Wednesday, March 6, 2013

The Australian Frontier and the Meaning of Justice

1001 Books To Read Before Your Kindle Battery Dies, Part Eleven
Chloe Hooper, Tall Man: The Death of Doomadgee

On Friday, November 19, 2004, Sergeant Chris Hurley, at the end of his second year in the Aboriginal settlement at Palm Island, Queensland, Australia, arrested Cameron Doomadgee for cursing at him and another officer. Doomadgee was drunk at ten a.m. Forty minutes later, Doomadgee was dead, with injuries consistent with a massive car crash. What happened in those forty minutes would bind up the Australian court system for the next three years.

Chloe Hooper combines gripping narrative with harrowing reportage to convey an act of violence in a land of stunning brutality. When an Aboriginal man dies in custody on an island off Australia's Queensland coast, the event becomes national news after a pathologist renders a flippant report and the white police want to write off the event, so the locals riot. It has been a long time since a book has moved me as deeply as this book does.

In Hooper's heartrending language, Palm Island mixes the worst aspects of an Indian reservation, a penal colony, and Hell. Though Hooper conducts her reportage with the help of Doomadgee's family, her frankness creates a world of moral compromise, stunning melding of honorable and shameful traits, and a people wracked with generations of pain and abjection. There is enough in this book to stun and appall anybody of any social or political point of view.

Sergeant Hurley comes across one moment as a sterling lawman who builds bridges between white government and poor black Aborigines, then as an evasive, angry bigot. Cameron Doomadgee is a loving father and leader, and at the same time a chronic drunk with a brutal temper. The trial to see who was responsible for what drags out an entire province's buried racism as well as its higher ideals. Australian frontier justice is swift, sure, and unforgiving.

The story unfolds in a way comprehensible to world audiences. Comparisons to the Wild West and the American Civil War make the story of a crime on the far side of the planet feel as close as my own history. But this very clarity also makes this book such an impactful read. I can imagine having a beer with Chris Hurley, or a friendly dust-up with Cameron Doomadgee; and I can imagine having to choose sides when one dies in the other's custody.

Australia has a North like America has a South—a sun-baked land of beloved tradition and shocking bigotry. When Hooper quotes white Queenslanders’ casually racist attitudes about Aborigines, most Americans will find this language shockingly familiar. At a time when the US Supreme Court is seriously considering declaring race relations solved, and I keep hearing flip N-bombs at work and my favorite pub, this story reminds me that even bad ideas never truly die.

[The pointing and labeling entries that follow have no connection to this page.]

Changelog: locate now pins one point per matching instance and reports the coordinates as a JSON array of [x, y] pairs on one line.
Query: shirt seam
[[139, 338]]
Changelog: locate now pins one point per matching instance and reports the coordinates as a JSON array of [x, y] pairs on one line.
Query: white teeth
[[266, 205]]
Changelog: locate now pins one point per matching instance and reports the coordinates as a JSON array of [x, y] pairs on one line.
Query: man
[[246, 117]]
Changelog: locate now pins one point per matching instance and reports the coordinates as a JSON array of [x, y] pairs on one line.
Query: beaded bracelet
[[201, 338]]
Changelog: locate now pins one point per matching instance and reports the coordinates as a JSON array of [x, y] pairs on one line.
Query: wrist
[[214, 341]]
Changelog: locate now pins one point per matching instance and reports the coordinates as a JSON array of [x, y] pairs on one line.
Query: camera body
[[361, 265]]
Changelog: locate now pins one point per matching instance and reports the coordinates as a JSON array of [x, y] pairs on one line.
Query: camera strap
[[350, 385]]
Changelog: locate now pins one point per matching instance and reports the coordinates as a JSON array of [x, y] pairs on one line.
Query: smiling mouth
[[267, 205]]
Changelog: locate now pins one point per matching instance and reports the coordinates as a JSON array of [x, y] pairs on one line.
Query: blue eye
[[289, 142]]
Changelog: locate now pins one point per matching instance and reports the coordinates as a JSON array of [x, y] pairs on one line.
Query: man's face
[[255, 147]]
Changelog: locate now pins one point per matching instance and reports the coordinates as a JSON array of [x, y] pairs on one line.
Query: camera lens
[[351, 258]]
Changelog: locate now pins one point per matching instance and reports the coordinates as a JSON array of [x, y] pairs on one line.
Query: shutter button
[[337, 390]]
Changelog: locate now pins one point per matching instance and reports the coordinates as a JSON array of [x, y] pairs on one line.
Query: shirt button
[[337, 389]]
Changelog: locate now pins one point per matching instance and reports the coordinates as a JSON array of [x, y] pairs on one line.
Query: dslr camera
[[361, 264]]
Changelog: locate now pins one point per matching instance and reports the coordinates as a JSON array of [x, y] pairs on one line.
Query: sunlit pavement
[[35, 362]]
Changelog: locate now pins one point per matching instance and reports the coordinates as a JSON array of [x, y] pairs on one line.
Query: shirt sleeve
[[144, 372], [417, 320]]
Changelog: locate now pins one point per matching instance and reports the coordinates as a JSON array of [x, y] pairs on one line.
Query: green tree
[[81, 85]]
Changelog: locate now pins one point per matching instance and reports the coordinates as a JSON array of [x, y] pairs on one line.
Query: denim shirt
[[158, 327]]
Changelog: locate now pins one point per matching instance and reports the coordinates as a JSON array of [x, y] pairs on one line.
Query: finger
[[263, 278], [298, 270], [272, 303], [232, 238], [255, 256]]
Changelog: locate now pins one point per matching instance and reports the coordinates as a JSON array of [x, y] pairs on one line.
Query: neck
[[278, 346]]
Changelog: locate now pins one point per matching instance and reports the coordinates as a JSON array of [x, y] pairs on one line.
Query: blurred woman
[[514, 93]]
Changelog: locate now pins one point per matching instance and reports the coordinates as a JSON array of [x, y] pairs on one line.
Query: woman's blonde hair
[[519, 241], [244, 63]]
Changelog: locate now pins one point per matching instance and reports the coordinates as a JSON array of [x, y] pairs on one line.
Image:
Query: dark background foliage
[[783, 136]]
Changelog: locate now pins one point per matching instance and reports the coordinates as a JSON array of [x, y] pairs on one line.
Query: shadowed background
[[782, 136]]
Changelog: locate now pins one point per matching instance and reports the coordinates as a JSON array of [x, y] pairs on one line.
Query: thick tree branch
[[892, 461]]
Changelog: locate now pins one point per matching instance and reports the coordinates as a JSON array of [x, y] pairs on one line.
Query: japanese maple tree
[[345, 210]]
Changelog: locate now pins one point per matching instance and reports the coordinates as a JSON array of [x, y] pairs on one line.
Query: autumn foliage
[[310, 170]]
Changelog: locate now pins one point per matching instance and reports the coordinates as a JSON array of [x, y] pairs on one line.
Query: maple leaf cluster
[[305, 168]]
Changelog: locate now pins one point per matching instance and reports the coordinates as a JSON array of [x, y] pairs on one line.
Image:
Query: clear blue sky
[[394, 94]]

This makes Chris Hurley even more strangely compelling a character. According to his CV, he was long regarded as an unusually friendly white voice for Aborigines. Yet when he finally went to trial in 2006, he became the first white lawman ever tried for an Aborigine’s death in custody. He quickly became an emblem of a nation’s struggle with his own history. How do you assemble a jury for such a case in a state where people still drop racial epithets on the street?

Hooper unflinchingly depicts the story's participants as they are, with the glory and pain intact. In reading this, I was struck by one question: how different is this from America? Looking at suffering urban blacks or reservation Indians, and the way people who look like me deny that anguish while crushing those who dare rise up, I have to confess, maybe not much. But does that make the present culpable for the crimes of the past?

I can't say. And though she remarks on the parallels, Hooper mercifully refrains from trying to answer the questions she raises. These questions matter because they remain part of our cultural scene, an inextricable track through our history which we must resolve, as individuals and a people. Hooper shows us the road, without providing a facile map to the conclusion. We have to walk that road ourselves.

Hooper’s narrative brims with harrowing truths and hard-eyed views of human nature’s extremes, a story as moving as it is terrifying, as uplifting as it is appalling. It matters, not because it describes a decade-old crime in rural Australia, but because it holds a mirror up to us, here and now. What that mirror shows isn’t pretty, but it is ours, and we must own it.